Marlborough’s Lions Club has had to delay the two Sunday bluebell events it organises to raise charity funds for good causes. And according to experts there is a danger of losing the fabulous bluebells altogether.
“Within the next two decades it will become much rarer for people to see a native bluebell wood,” warns Mark Ballard, curator of the Forestry Commission’s National Arboretum at Westonbirt. “They are under threat and the British landscape, however beautiful, is changing.”
The threat comes not from the weather, the culprits being pollution and the invasion by non-native varieties of the Spanish bluebell, introduced a century ago in ornamental gardens, which are less prolific and less colourful.
And they have spread and colonised, the inter-breeding of the two varieties, making the true English bluebell something of a rarity.
The Forestry Commission is taking steps to “stamp out” the Spanish bluebells on its estates. “We’re digging them up where we find them and disposing of them,” says Ballard. “We know what we’re looking for, and what to do about them.
“If people spot hybrids or Spanish bluebells in the wild, they should tell us or the owners of the woods.”

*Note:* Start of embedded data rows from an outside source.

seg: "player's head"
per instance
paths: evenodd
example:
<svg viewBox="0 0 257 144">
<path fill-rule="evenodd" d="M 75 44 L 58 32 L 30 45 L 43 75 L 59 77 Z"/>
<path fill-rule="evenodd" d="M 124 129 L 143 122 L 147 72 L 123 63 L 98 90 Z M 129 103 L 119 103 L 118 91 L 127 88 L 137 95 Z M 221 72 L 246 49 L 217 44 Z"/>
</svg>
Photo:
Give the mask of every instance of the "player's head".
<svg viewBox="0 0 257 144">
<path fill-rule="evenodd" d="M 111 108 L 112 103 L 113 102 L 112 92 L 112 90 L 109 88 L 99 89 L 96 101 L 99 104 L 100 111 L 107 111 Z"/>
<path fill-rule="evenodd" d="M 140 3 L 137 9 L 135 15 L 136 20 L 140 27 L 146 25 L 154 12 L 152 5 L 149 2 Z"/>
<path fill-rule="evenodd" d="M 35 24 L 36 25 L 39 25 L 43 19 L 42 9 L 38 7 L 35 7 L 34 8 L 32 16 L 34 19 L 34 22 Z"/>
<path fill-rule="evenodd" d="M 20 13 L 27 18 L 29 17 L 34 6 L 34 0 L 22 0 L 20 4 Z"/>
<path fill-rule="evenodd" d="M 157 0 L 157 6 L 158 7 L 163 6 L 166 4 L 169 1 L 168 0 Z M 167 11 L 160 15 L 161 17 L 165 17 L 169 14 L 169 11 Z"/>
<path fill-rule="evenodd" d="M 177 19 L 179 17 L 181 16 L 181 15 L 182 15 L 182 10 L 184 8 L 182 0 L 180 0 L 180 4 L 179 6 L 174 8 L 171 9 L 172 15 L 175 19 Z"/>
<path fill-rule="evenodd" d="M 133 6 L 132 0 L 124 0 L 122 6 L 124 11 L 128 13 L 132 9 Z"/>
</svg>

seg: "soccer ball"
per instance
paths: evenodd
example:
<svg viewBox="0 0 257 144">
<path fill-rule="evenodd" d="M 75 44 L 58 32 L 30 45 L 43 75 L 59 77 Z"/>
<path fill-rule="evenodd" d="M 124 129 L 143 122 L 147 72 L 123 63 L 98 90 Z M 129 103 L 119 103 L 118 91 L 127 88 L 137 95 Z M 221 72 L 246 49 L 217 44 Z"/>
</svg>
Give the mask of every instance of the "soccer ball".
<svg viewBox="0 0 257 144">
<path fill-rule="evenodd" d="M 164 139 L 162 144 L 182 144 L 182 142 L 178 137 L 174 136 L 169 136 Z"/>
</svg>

Hugh Angus, a member of the volunteer wildflower group at Westonbirt, adds: “Hybrids can be more vigorous than either parent, but the real problem lies in the fact that once you have a population of nothing bt hybrids, you have lost the original genetic material.
“If the hybrid is then affected by disease and there is none of the original species left, the threat is that the whole bluebell population could be in danger.”
Meanwhile, the Marlborough Lions have postponed their charity events to May 12 and 19, between 10am and 5pm.
“It’s very disappointing because usually we have our first visit at the end of April,” says a club spokesman. “The bluebells are starting to appear now, but there’s not very many of them and they don’t have any colour.
“The warm Bank Holiday weather should help.”